= Sandskeið =

Gliding center in Iceland

Sandskeið (/is/; ) is the main gliding center in Iceland and home of the Icelandic gliding club (Svifflugfélag Íslands) since 1936. It is situated 20 km to the east of Reykjavík, the Icelandic capital, by Route 1. It is a big grass airfield, the main runway is running 150/330 and is 200 x 1.300 meters with the new extension to the east which is 50 x 300 m to allow for greater height when winch launching. There is also a north/south runway 60 x 800 m. On the north side there is an 18 x 800 m paved runway running 150/330. Height above sea level is 180 m (600 ft). The radio frequency used is 119,90 MHz and there is an ATZ open when gliding activity is present which goes from gnd to 3000 ft msl and covers the airfield and a 12 km to the south, and 5 km to the east.

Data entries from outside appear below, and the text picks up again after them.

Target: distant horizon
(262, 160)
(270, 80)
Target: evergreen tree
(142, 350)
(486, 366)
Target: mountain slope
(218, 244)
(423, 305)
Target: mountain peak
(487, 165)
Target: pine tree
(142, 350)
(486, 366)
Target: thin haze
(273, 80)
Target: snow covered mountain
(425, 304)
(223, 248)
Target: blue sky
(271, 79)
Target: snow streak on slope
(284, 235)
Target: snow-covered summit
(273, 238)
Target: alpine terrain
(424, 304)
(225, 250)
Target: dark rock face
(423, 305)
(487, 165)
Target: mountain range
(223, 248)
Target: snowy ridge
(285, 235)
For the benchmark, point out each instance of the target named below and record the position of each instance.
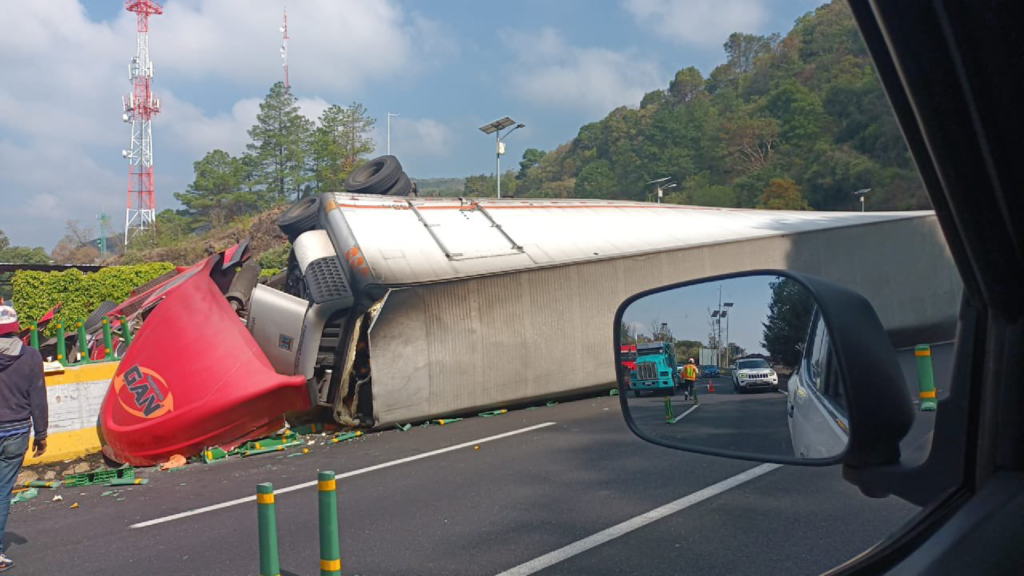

There is a 10 km long mountain ridge only a few hundred meters from the airfield rising 400 – 550 meters above the landscape, that makes ridge soaring possible in winds between east and through north to westerly winds. Mountains and glaciers to the north and east give rise to lee waves, and sea breeze often comes in from the west coast, rarely from the south coast. Thermals
are present from April until the end of August. Daily gliding activity from 1 June until 1 September. Weekends in May and September.

The club's fleet consists of the following: ASK 21, LS 4, Duo Discus Turbo, Super Dimona 115 Hp turbo and an LS 8 18m. Privately owned gliders are 3 Lak 12's, 1 Club Astir, 1 ASH 25 and 1 LS 4b.